Avec l’anniversaire de la tuerie de la mosquée de Québec, les fédéraux viennent d’annoncer la création d’un commissaire à l’islamophobie. Cette décision suscite plusieurs commentaires.


Précisons tout de suite que la haine des musulmans est complètement inacceptable. S’en prendre à eux physiquement l’est encore bien plus. Heureusement, les condamnations des attentats de Québec et de London ont été unanimes.


Critiquer l’islam est toutefois nécessaire. On a le droit de discuter des religions ou de les caricaturer sans pour autant se faire accuser d’avoir une phobie, comme si on souffrait d’une maladie mentale.


Mettons-nous maintenant dans la peau d’un fou furieux qui déteste les musulmans au point de vouloir les tuer. Cette personne peut être motivée par la haine et par des raisons idéologiques. Est-ce la création d’un poste de commissaire à l’islamophobie qui va l’arrêter? Bien sûr que non. Pour assurer la protection de nos concitoyens musulmans, il faut renforcer le travail de nos forces policières en protégeant les mosquées, en faisant du renseignement et ainsi de suite.

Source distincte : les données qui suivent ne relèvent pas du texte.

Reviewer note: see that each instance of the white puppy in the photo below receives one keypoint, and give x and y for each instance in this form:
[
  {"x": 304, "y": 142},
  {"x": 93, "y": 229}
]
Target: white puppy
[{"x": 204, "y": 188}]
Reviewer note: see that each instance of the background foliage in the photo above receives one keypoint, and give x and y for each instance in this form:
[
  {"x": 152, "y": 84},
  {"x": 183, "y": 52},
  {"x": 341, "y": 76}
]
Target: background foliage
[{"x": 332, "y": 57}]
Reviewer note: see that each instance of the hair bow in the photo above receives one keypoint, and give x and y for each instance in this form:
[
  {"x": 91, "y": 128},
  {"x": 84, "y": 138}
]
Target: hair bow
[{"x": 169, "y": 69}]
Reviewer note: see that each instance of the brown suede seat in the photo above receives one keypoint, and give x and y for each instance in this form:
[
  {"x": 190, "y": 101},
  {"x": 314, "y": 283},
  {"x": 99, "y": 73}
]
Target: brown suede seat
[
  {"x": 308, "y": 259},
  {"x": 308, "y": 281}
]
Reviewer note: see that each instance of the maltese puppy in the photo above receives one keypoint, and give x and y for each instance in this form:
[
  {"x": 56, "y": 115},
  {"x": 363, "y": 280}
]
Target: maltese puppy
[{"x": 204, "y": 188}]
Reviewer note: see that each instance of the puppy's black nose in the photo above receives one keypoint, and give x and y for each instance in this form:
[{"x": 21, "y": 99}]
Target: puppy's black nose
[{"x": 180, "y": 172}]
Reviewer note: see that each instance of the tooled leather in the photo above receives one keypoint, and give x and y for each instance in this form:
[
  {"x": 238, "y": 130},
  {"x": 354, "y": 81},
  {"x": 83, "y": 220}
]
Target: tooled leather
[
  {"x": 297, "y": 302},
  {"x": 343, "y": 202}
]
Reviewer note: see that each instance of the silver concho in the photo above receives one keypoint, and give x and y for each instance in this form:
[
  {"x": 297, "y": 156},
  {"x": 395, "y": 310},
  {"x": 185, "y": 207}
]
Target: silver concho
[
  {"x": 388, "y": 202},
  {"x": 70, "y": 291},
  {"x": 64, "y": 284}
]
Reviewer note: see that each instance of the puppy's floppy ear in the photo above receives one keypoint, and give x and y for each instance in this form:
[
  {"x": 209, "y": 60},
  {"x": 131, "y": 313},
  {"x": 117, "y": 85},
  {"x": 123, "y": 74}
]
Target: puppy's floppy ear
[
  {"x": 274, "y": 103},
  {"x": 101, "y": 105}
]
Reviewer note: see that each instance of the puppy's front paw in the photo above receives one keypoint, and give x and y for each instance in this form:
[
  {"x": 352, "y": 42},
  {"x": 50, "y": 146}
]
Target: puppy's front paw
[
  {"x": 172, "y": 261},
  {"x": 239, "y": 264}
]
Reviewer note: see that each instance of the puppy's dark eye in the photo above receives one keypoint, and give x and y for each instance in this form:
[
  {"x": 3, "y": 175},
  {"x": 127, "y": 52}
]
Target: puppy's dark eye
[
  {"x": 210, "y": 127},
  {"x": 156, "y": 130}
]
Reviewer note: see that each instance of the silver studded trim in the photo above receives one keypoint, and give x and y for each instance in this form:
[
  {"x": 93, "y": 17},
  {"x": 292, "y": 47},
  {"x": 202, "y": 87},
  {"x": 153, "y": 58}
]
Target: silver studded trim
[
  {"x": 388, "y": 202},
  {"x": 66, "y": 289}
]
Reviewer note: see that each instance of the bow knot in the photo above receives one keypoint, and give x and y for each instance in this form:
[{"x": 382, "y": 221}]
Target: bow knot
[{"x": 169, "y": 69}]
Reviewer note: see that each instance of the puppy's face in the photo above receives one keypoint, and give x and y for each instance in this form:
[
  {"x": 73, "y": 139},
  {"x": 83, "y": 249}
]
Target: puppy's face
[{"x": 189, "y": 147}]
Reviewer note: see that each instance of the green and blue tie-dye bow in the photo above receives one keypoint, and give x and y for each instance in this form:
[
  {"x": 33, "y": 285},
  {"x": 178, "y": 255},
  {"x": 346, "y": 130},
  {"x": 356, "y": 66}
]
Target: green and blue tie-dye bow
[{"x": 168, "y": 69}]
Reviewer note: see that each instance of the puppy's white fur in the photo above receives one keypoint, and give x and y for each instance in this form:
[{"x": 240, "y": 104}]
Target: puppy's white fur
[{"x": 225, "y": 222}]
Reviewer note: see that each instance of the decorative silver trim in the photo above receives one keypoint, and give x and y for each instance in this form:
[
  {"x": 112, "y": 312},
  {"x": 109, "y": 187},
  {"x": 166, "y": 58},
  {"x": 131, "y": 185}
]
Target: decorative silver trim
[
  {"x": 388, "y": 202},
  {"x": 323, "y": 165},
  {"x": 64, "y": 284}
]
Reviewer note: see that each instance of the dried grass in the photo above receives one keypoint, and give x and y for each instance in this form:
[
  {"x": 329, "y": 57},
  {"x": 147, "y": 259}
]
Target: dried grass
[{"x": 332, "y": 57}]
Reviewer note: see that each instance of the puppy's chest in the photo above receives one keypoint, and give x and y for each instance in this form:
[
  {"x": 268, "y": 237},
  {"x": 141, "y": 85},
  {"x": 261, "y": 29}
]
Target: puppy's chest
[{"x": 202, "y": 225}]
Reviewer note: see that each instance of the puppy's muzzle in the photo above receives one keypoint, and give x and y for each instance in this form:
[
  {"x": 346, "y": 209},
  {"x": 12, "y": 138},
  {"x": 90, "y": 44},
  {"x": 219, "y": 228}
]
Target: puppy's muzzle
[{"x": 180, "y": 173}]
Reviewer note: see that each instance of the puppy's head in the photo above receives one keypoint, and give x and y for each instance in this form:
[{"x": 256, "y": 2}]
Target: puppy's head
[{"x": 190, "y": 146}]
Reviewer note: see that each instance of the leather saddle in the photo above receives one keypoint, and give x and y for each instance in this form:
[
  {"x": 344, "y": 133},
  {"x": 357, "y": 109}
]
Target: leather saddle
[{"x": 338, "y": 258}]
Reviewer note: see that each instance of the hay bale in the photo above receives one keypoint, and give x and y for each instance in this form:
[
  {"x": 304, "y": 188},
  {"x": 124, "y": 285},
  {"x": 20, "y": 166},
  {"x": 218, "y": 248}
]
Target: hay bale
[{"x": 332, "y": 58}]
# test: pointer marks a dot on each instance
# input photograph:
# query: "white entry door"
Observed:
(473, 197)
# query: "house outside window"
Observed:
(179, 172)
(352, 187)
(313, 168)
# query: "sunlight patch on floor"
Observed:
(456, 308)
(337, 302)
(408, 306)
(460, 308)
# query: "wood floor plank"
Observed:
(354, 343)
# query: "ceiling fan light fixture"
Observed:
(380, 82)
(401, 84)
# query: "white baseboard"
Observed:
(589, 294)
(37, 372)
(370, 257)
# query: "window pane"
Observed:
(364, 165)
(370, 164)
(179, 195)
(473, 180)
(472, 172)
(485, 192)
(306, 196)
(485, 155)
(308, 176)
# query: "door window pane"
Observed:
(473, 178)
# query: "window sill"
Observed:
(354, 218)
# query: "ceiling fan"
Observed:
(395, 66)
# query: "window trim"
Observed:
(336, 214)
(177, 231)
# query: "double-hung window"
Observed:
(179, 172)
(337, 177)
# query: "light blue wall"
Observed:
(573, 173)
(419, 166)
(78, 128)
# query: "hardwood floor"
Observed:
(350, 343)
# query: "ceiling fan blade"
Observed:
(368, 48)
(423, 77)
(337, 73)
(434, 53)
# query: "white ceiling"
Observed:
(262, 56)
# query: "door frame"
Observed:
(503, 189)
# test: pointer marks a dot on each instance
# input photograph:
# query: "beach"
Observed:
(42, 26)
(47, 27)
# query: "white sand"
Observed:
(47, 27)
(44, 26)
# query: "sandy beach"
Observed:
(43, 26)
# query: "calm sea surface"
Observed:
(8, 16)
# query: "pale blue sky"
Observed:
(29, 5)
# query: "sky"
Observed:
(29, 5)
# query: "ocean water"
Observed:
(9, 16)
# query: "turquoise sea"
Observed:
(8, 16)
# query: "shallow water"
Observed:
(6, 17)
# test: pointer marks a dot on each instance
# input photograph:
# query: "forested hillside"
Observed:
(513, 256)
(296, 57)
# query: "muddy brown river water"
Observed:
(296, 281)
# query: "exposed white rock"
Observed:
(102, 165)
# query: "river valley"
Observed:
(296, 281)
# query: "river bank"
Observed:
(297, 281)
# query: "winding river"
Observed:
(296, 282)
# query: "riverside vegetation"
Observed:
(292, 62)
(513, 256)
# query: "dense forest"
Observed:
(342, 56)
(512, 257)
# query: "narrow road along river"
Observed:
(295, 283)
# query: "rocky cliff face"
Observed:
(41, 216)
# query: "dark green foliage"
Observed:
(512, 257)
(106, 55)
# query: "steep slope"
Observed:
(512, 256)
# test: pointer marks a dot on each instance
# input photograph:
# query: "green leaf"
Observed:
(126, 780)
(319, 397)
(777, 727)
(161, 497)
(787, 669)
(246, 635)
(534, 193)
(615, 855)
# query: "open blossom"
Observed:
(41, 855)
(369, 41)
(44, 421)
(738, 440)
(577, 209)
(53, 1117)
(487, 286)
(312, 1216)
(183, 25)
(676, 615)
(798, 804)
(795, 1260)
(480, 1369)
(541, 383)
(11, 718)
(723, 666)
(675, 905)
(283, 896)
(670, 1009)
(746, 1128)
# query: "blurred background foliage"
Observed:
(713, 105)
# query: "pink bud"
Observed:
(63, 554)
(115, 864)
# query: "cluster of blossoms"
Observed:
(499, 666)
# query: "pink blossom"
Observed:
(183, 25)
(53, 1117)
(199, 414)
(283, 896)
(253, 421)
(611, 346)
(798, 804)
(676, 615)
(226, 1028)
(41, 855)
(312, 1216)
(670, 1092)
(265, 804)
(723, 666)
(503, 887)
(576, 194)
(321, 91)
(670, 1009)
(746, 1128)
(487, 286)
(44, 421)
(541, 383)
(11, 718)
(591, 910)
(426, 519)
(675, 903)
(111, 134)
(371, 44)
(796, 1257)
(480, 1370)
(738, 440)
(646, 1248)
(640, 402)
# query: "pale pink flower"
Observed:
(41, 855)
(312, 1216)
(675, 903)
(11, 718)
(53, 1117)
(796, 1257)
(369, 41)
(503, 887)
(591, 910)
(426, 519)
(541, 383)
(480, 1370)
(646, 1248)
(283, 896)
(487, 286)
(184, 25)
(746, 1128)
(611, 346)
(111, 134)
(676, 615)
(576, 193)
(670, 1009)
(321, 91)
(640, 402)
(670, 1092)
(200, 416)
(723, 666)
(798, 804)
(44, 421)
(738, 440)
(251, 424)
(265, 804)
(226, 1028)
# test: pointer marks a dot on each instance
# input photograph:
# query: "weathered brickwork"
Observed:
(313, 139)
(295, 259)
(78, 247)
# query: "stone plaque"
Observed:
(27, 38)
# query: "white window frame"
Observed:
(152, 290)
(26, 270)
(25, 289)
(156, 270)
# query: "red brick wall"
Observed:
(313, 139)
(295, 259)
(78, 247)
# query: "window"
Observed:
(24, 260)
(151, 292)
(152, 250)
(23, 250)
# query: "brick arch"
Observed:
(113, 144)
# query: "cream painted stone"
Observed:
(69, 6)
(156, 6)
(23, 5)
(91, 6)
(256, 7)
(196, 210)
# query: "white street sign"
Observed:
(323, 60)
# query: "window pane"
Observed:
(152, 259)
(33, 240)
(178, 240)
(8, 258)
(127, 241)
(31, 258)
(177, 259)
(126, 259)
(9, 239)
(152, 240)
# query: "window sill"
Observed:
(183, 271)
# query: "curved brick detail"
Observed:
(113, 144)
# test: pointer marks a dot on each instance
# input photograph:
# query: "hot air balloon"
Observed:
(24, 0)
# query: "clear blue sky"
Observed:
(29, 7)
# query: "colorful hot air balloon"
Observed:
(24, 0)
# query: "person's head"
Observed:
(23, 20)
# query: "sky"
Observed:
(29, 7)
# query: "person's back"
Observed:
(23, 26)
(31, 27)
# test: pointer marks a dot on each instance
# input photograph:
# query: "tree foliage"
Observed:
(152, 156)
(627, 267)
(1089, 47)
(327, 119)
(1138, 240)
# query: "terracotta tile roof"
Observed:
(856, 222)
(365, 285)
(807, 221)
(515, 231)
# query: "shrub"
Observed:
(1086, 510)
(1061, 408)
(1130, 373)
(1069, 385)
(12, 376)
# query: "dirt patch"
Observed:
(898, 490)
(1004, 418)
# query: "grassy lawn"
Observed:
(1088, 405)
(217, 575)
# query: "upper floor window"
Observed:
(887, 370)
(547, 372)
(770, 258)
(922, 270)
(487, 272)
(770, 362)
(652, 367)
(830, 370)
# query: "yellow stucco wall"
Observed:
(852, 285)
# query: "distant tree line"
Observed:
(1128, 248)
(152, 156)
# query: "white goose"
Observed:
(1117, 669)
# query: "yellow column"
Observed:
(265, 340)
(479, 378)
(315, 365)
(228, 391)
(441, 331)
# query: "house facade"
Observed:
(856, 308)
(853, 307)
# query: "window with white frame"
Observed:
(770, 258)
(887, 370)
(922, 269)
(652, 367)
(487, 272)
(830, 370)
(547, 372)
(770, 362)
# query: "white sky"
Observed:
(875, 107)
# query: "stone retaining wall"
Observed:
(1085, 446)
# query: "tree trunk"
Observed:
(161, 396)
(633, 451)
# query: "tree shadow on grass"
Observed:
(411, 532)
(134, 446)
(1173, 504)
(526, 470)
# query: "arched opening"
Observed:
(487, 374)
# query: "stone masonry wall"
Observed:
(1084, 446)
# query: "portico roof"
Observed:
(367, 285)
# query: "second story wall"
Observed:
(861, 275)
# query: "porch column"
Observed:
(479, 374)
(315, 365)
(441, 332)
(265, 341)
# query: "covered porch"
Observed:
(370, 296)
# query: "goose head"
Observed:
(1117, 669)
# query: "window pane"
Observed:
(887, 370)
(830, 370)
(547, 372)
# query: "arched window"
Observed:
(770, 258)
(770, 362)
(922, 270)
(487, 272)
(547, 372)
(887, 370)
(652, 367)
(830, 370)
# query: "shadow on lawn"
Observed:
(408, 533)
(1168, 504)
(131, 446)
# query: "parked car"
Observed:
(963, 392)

L’existence d’un commissaire à «l’islamophobie» ne manquera pas toutefois de nuire aux discussions sur l’islam. Ceux qui prennent la parole pour critiquer se feront accuser encore plus d’islamophobie, puisque le commissaire apportera sa caution officielle à ceux qui veulent museler ce débat.


Un exemple récent de cette dynamique est le Journal de l’association médicale canadienne (CMJA) qui a publié récemment l’image de deux fillettes portant le hijab. Dans cette même revue spécialisée, un médecin montréalais a critiqué la chose. Sherif Emil qualifiait le hijab, la burka et le niqab d’instruments d’oppression. Il s’est fait immédiatement accuser d’être «islamophobe», tout comme Yasmine Mohammed. Cette activiste antivoile est en effet intervenue en faveur du docteur Emil. Ayant grandi dans une famille islamiste, mariée de force à un membre d’Al-Qaïda, la femme de Vancouver est régulièrement accusée «d’islamophobie.»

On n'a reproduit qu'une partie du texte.